Hermanus echoed Plett but was less sporty and more sedate and oozed the gentility that comes with the genes of old colonial stock. Afrikaans had moved in at the eastern end and some of them, driven out of their homes and farms in the Transvaal by lawlessness and refugees from Zimbawe, were adding to the shacks at the western end. This may have been a sanctuary for these refugees, but each permanent resident in their neat, tree shaded, shuttered, pastel painted, rendered house had a high wall and a high gate
. In such a social environment, the walls were not there for personal privacy.

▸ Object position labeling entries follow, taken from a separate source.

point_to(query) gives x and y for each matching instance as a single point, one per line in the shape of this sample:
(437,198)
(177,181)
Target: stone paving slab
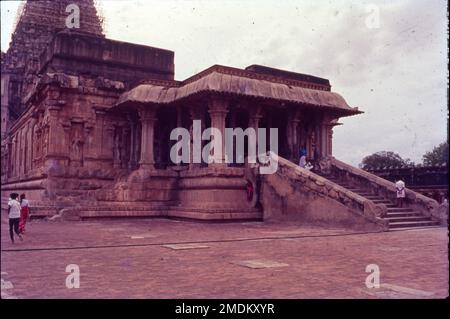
(259,264)
(185,246)
(327,263)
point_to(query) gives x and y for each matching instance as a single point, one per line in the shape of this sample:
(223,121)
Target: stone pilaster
(55,132)
(196,113)
(253,122)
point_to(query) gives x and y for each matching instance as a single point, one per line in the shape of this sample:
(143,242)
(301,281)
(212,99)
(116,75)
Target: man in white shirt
(14,216)
(401,192)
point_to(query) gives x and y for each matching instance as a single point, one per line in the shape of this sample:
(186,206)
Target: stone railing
(324,187)
(358,177)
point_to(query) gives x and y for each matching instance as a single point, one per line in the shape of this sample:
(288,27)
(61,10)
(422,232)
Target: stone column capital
(218,105)
(147,114)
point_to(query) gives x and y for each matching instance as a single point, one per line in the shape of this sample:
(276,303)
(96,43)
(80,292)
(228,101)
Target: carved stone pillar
(218,109)
(253,122)
(148,119)
(326,135)
(292,138)
(197,114)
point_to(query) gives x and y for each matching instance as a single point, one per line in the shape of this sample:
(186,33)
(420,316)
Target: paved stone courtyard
(157,258)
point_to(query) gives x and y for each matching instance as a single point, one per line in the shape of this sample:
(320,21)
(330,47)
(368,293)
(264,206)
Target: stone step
(407,219)
(404,214)
(384,201)
(413,224)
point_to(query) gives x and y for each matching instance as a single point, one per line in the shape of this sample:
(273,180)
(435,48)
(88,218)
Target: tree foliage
(383,159)
(438,156)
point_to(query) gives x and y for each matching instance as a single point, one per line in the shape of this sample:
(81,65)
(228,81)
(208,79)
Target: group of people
(18,213)
(399,185)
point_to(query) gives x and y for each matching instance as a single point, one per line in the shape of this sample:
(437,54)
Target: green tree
(438,156)
(383,159)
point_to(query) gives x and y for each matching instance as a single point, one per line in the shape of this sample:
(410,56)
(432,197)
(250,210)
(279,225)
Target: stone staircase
(398,218)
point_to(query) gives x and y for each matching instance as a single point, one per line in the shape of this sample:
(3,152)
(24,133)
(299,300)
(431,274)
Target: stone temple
(86,125)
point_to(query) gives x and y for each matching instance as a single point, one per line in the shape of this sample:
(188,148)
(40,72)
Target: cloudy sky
(389,58)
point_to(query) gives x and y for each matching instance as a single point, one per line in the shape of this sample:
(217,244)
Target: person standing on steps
(302,161)
(14,216)
(401,192)
(24,213)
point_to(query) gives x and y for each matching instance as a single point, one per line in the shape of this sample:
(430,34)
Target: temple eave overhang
(225,81)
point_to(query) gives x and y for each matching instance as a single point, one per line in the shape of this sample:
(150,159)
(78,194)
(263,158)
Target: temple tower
(38,22)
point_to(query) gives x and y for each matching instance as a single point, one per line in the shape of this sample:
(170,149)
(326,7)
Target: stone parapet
(316,199)
(427,206)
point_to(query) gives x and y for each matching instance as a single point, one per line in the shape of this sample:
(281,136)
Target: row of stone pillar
(218,109)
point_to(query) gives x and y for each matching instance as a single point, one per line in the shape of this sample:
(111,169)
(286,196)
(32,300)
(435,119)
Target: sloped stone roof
(226,80)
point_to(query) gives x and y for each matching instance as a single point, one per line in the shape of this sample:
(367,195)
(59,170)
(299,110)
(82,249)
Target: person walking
(24,213)
(14,216)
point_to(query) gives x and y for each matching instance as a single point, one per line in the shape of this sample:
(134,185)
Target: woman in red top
(24,213)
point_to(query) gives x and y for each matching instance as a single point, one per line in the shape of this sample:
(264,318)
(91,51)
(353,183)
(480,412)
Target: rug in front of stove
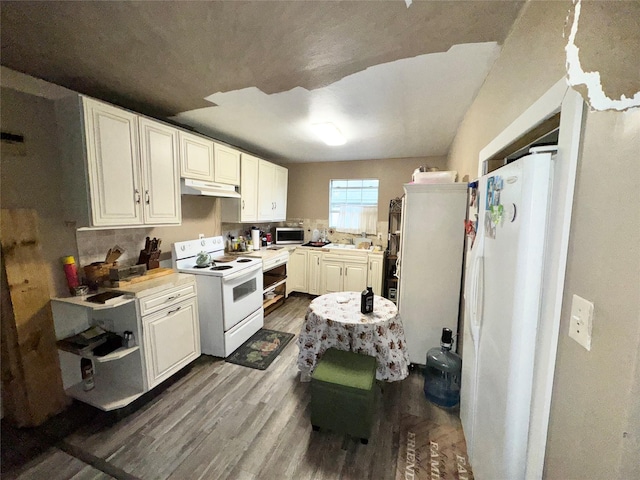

Kensington Place, true to its elegant name, came with elegant people. So discreetly was it tucked into the steep hillside of the fashionable, residential Gardens area of Cape Town that we circled around it for a while until, like a raptor waiting its moment, we suddenly swooped from a road above and arrived at a locked gate with an elaborate electronic entry system and a small brass plaque that confirmed our destination. Carefully stepping around beautiful people, we passed through billowing organza and suede pool side upholstery to find our room. Decorated in three shades of taupe, the telephone, TV and fridge were so artfully concealed and our experience of such places so limited that sheepishly we had to return to reception for instructions as to where to find them. But the view over the city was spectacular and Table Mountain rose sheer behind. So ultra-boutique was this place and so minimalist its design that the bathroom was strewn with fresh rose petals. Needless to say, candles glowed in every niche. What the two smiling, uniformed, round black girls who brought us our designer breakfast thought of this I do not know. Each day a different colour-coordinated composition of fruit, china and napkin. Hopefully, they giggled about it as much as we did. I wondered in which band of the city suburbs they came from, no doubt starting into work at first light. The outermost band was a recycled flotsam of shacks of beaten cans and splintered planks arranged in disordered profusion – a sargasso of drifting, dispossessed and desperate humanity. Next came breezeblock-with-single-room boxes set in ordered rows north/south and east/west like a cloth of grey gingham spread over the rise and fall of the ground. And then there was a mix of modern, low income, single design houses squeezed into the cleared ground of a previous leafy suburb which had succumbed to the seduction of commercial pressure and whose remaining bungalows now crouched under the last of the avocado and eucalyptus trees and slunk into the hypnotic shadows of industry and shopping centres. Further in, larger houses but still densely packed until at the inner band, surrounding the city core. Beautifully designed homes were ingeniously set into the hillsides and shoe horned between neighbours, ADT Armed Response notices were on every closed gate and very large or very small well-behaved dogs trotted unattended on the clean pavements.